Clinically, cleft patients present a wide spectrum of transverse, anteroposterior, and vertical deformities of the maxilla and mandible. A substantial part of the malocclusions related to these deformities can be approached in a non-surgical manner if the intervention is well timed. Generally, optimal timing of maxillary expansion is during the CVM stages CS1 and CS2. The current study suggests that these stages might occur at an older chronological age, especially in girls. However, when the cleft is not only limited to the lip or the palate, the timing of maxillary transverse correction is rather also dictated by the dental development than the skeletal age. In the unilateral cleft lip and alveolus (UCLA), unilateral cleft lip and palate (UCLP), and bilateral cleft lip and palate (BCLP), the development of the cleft-adjacent canine(s) dictates the timing of the early secondary bone grafting and subsequently the timing of the preoperative expansion of the maxilla [45]. After all, this expansion is often required to restore the alveolar morphology and to improve access to the receptor site during surgery. Solis et al. concluded that the development of the cleft-adjacent canine in complete UCLP was 1.39 years delayed in comparison to a non-affected population [46].

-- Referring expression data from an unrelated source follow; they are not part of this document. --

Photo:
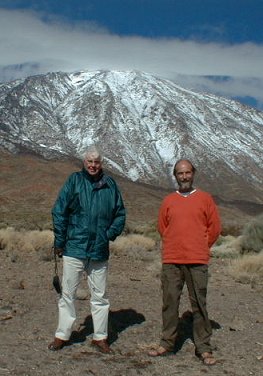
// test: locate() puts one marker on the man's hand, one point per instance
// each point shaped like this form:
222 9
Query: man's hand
58 252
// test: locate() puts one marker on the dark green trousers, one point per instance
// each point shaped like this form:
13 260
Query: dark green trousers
173 278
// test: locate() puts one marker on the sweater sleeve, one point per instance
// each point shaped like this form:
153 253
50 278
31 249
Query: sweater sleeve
213 223
162 218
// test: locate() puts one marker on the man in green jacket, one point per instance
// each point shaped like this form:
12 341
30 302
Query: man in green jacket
87 214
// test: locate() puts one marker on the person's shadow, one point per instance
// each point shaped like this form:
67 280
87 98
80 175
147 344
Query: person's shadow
118 321
185 329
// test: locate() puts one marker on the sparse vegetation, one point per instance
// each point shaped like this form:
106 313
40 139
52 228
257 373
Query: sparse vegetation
227 247
27 241
133 244
247 269
252 239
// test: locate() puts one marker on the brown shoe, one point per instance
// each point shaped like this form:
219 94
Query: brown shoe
101 345
57 344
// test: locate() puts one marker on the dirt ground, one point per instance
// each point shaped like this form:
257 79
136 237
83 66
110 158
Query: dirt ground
28 319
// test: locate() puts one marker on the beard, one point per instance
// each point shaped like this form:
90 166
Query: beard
185 186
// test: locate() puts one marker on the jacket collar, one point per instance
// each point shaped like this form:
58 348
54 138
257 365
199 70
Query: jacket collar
97 183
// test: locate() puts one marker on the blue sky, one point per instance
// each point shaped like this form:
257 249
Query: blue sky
207 45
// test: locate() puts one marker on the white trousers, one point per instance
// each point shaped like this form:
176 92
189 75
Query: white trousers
97 273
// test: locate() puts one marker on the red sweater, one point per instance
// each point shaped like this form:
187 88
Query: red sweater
188 226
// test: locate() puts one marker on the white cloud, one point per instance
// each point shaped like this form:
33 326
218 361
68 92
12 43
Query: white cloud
30 46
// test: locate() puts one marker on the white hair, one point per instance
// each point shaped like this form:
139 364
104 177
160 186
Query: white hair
94 152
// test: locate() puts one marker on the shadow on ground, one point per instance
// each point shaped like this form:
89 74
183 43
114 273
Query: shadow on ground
118 321
185 329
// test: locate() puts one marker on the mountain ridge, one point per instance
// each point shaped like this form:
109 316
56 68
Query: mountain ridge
142 124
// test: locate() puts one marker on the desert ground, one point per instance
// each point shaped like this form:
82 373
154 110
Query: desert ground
28 301
28 319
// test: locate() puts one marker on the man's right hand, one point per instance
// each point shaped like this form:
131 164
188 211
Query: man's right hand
58 252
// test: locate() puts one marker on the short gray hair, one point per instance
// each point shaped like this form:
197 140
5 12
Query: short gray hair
93 149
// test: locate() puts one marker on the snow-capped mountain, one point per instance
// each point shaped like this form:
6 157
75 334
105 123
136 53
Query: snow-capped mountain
143 124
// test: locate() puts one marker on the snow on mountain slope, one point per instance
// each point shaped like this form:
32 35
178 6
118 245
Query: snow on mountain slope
142 124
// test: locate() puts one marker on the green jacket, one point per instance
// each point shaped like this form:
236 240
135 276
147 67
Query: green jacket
87 215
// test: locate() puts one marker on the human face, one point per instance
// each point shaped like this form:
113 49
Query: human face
184 176
93 165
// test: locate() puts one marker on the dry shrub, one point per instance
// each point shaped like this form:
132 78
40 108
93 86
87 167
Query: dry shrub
227 247
132 244
148 229
252 239
26 241
247 269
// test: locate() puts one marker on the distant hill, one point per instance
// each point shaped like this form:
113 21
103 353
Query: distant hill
142 123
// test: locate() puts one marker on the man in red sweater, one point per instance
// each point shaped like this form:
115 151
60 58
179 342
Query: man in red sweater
189 224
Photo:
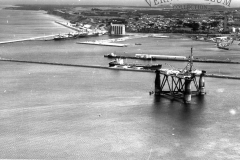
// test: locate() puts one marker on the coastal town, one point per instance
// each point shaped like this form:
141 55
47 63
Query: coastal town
158 79
164 19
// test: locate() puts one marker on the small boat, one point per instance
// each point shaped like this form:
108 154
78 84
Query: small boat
116 62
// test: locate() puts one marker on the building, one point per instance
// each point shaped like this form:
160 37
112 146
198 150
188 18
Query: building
117 29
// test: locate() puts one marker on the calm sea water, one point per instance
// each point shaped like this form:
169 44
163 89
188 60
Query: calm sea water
82 113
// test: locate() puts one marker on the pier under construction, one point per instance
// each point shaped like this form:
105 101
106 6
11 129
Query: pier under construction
177 84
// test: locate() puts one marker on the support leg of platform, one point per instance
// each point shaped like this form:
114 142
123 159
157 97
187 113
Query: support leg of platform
187 92
157 83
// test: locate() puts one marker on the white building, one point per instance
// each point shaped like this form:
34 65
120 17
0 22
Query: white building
117 29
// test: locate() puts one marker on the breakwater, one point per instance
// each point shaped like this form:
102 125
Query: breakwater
109 68
172 58
49 37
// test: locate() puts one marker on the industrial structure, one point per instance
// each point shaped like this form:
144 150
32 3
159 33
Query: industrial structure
177 83
117 29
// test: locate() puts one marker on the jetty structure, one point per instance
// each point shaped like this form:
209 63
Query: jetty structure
169 58
177 83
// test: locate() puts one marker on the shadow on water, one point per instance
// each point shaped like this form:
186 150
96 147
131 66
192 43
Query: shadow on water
179 115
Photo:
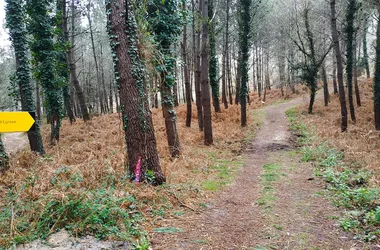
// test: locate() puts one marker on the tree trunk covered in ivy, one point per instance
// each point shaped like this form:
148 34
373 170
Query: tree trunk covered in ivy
165 23
15 14
129 76
342 95
258 71
73 71
311 72
365 49
186 72
62 65
350 31
356 83
42 47
244 30
4 160
376 85
213 59
198 92
228 68
208 138
335 85
325 85
224 76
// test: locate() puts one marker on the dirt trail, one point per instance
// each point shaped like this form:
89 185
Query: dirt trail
297 218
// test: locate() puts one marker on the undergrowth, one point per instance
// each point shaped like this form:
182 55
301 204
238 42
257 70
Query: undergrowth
82 185
347 184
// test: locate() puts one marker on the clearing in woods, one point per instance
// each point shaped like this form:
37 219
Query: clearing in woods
273 203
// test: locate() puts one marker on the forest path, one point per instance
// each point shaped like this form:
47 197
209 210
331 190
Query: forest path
273 203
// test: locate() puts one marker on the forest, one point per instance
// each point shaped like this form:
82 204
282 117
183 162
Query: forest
191 124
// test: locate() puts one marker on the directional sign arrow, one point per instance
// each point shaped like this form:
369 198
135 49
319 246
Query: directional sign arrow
16 121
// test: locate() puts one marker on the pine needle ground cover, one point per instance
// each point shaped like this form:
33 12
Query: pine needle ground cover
348 162
82 184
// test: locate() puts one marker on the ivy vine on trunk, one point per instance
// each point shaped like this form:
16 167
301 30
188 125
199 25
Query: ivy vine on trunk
42 48
15 21
165 22
134 105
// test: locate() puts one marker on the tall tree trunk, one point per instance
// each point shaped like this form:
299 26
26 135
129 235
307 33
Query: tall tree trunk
376 85
98 80
244 29
365 50
342 96
63 39
356 84
73 71
198 92
335 85
325 85
213 58
4 160
136 115
186 72
42 47
111 96
224 77
38 102
208 138
238 78
350 31
258 71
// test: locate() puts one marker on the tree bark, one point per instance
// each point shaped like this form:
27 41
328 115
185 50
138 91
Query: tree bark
335 85
224 77
376 85
365 50
325 85
213 63
350 30
136 115
356 84
186 73
4 160
63 39
208 138
73 71
198 93
342 96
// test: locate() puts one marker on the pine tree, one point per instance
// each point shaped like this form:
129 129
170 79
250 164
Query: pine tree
62 67
213 62
244 30
134 105
4 160
350 31
15 20
205 86
342 95
42 48
376 85
165 23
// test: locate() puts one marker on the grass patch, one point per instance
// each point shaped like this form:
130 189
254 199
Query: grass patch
222 172
101 213
348 185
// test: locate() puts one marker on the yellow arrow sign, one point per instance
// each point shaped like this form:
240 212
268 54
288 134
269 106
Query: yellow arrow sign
15 122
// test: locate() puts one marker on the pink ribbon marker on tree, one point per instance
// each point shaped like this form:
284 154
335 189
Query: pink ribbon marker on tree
138 170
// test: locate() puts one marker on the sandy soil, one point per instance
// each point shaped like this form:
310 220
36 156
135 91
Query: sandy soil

In a class III relationship due to deficient maxillary growth, maxillary protraction can be performed by means of a face mask or with bone-anchored maxillary protraction (BAMP) and class III intermaxillary elastics. The latter approach has gained remarkable interest and has recently been subject of comprehensive research in UCLP. The three-dimensional assessment of the maxilla, mandible, and the glenoid fossa showed similar effects in patients with and without clefts [9, 47]. The optimal timing of a skeletal class III correction with effect on both the upper and lower jaw is during CVM stages CS1 and CS2. Again, the current study suggests that these stages might occur at an older chronological age, especially in girls.

Therapy for a relative class II jaw relationship (occasionally seen in mild CP and CL cases) can be performed with a functional appliance such as a Herbst appliance or an activator [11]. The optimal timing of a skeletal class II correction is during CVM stages CS3 and CS4. The current study suggests that these stages might occur at a slightly older chronological age in girls.

Conclusions

The current study demonstrated, within its limitations, a discrete delay in skeletal maturation before the pubertal growth spurt of (pre)adolescents with CL/P, especially in girls. Further research must quantify this delay, investigate its clinical significance, and determine its effect on the timing of dentofacial orthopaedic treatment.